Bagi sebagian dari kita yang sedang menjalani proses menulis artikel ilmiah atau tesis, mendapati naskah tulisan kita penuh dengan coretan-coretan hasil koreksi dari dosen pembimbing atau supervisor barangkali adalah momen yang spesial. Bisa jadi kita langsung emosi, galau, malas menanggapinya, hingga berpikir bahwa dunia ini tidak adil, hehehe… Pun, jika kita salah menyikapinya, coretan-coretan tadi kerap membuat kita berprasangka buruk kepada dosen pembimbing. “Mungkin dosen itu memang tidak suka denganku.” pikir kita. Ujung-ujungnya, muncul dakwaan dosen pembimbing ini killer. Tetapi cobalah, sesekali kita berpindah ke kursi yang lain, sehingga pandangan ini juga bergeser pada sudut yang lain.

Setelah satu dekade hampir selalu bersinggungan dengan kejadian unik seperti ini, baik dengan dosen pembimbing, mentor maupun adik-adik mahasiswa yang pernah saya bimbing, saya berkesimpulan bahwa sebenarnya coretan-coretan dari dosen pembimbing pada naskah tesis (juga skripsi dan disertasi) atau artikel untuk publikasi ilmiah kita itu sarat akan makna. Ya, coretan-coreatan itu sarat makna. Mau tahu? Coba deh renungkan hal-hal berikut.

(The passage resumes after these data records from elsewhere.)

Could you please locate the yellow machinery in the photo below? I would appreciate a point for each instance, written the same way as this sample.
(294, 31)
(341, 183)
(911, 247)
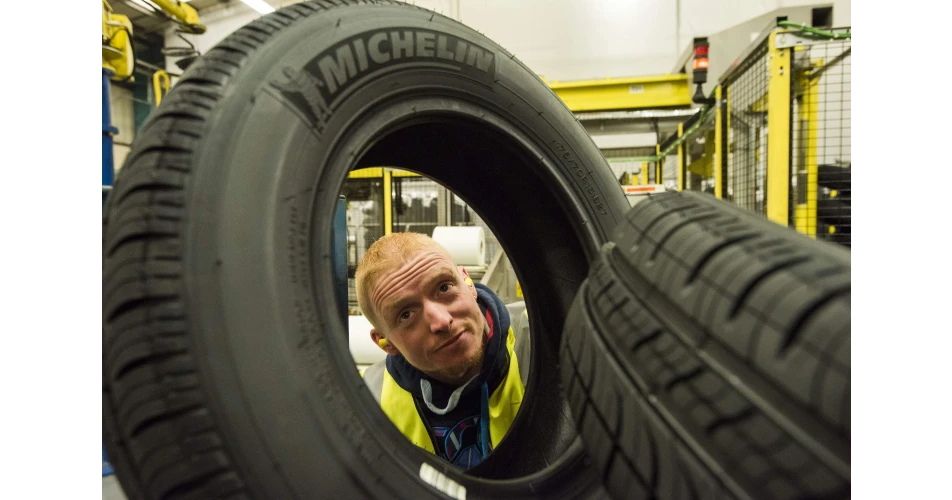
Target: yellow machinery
(118, 55)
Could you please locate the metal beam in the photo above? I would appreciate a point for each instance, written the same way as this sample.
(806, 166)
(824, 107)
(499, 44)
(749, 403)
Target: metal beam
(778, 137)
(624, 93)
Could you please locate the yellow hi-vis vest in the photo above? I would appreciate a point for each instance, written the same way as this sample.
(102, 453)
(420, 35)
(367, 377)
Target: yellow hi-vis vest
(504, 402)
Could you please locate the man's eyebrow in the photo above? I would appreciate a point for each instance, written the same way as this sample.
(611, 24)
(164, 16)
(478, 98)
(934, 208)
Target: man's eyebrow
(401, 302)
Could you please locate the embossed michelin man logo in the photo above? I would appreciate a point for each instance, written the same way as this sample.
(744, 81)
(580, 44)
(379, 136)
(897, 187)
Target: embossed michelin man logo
(304, 90)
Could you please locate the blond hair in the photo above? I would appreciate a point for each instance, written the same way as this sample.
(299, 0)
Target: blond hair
(391, 251)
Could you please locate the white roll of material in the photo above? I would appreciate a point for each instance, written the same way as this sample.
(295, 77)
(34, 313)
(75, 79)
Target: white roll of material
(466, 244)
(362, 347)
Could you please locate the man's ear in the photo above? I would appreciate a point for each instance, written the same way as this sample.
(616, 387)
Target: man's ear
(388, 348)
(467, 280)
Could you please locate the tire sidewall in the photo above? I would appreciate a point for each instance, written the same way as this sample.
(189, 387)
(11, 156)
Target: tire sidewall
(258, 260)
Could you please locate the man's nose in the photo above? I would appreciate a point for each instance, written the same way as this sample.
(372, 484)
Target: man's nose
(438, 316)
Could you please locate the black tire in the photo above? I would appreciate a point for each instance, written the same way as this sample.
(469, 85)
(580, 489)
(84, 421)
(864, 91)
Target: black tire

(Gambar: http://www.phdcomics.com)

1. Bagaimanapun juga kita ini sedang belajar 
Bagaimanapun juga kita sedang dalam proses belajar. Bukankah tujuan kita sekolah adalah untuk belajar? Belajar memahami sesuatu, menganalisisnya hingga akhirnya menyampaikan argumen atau hasil-hasil analisis yang kita buat melalui tulisan dalam sebuah tesis atau artikel. Menulis itu memang sulit! Ia hanya bisa ditaklukkan oleh waktu dan kemauan. Seiring dengan waktu dan kemauan keras untuk belajar, kemampuan kita menulis pun terasah. Namun, dari mana kita tahu kemampuan kita terasah atau belum? Tentunya kita butuh ‘cermin’ yang memberikan feedback atau masukan. Lalu, siapakah pemberi masukan yang paling yahud tentang apa yang diteliti atau dikaji dalam tulisan kita? Tidak lain adalah seorang yang ahli di bidangnya atau kawan dalam komunitas keilmuan yang kita dalami. Nah, dosen pembimbing ini sebenarnya adalah peer-reviewer atau ‘kawan’ terdekat kita yang kompeten untuk dimintai masukan. Pembimbing yang baik pasti tahu dan paham dengan apa yang kita pelajari. Bahkan, bila menemui sesuatu yang baru dalam tulisan kita, pembimbing yang baik pasti berkeinginan juga untuk mempelajarinya. Ia akan mencari tahu, hingga rela seharian ‘mengaduk-aduk’ folder di komputernya atau mesin pencari untuk mendapatkan literatur yang bisa membantu memperbaiki tulisan kita tadi. Kita ini juga sedang belajar bagaimana merumuskan tulisan kita dengan struktur yang benar. Pembimbing kita tentunya sudah beberapa bahkan puluhan tahun bergelut dengan bidang tulis menulis ilmiah, kecuali mereka yang tidak pernah membuat karya tulis ilmiah.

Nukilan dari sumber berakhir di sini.